Which encoding does Process.getInputStream() use?
Solution 1
As I understand, an operation system streams are byte-streams, there are no characters here. The InputStreamReader
constructor uses jvm default character set java.nio.charset.Charset#defaultCharset()
, you could use another constructor to explicitly specify a character set.
Solution 2
An InputStream is a binary stream, so there is no encoding. When you create the Reader, you need to know what character encoding to use, and that would depend on what the program you called produces (Java will not convert it in any way).
If you do not specify anything for InputStreamReader, it will use the platform default encoding, which may not be appropriate. There is another constructor that allows you to specify the encoding.

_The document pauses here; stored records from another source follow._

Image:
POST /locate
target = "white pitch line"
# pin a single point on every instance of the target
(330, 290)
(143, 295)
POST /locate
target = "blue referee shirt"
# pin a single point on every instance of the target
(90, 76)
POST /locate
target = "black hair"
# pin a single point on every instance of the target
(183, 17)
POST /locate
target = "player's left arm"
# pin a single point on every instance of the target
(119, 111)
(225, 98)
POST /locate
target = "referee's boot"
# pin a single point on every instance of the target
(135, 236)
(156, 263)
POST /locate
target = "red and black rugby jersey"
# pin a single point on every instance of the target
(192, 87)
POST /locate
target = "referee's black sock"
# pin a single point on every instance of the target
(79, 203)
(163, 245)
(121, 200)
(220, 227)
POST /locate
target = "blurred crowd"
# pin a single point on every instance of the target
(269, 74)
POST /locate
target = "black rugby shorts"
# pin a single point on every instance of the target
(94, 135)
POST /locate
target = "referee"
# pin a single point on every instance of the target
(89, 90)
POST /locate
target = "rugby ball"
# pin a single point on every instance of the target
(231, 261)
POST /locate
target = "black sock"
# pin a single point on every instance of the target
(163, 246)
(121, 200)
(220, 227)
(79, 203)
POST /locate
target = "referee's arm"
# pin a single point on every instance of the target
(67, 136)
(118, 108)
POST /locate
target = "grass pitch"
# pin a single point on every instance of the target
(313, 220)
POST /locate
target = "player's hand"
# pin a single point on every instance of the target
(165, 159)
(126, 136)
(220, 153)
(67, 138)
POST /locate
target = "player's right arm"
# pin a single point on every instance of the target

If you know what encoding to use (and you really have to know):
new InputStreamReader(process.getInputStream(), "UTF-8") // for example
Solution 3
Interestingly enough, when running on Windows:
ProcessBuilder pb = new ProcessBuilder("cmd", "/c dir");
Process process = pb.start();
Then CP437 code page works quite well for
new InputStreamReader(process.getInputStream(), "CP437");
Solution 4
According to http://www.fileformat.info/info/unicode/char/e9/index.htm '\uFFFD' is a unicode code for character 'é'. It actually means that you are reading the stream correctly. Your problem is in writing.
Windows console does not support unicode by default. So, if you want to test your code open file and write your stream there. But do not forget to set the encoding UTF-8
.
Solution 5
If you, like me, know in what encoding you want to use for all input/output, you can either encode it in the Java API calls to some (not all) CreateReader methods, which some other answers have pointed out.
But this will hard code it in the source, which might or might not, be ok.
I found a better way after reading this answer which reveals that you can set the encoding before the JVM starts up to what you need.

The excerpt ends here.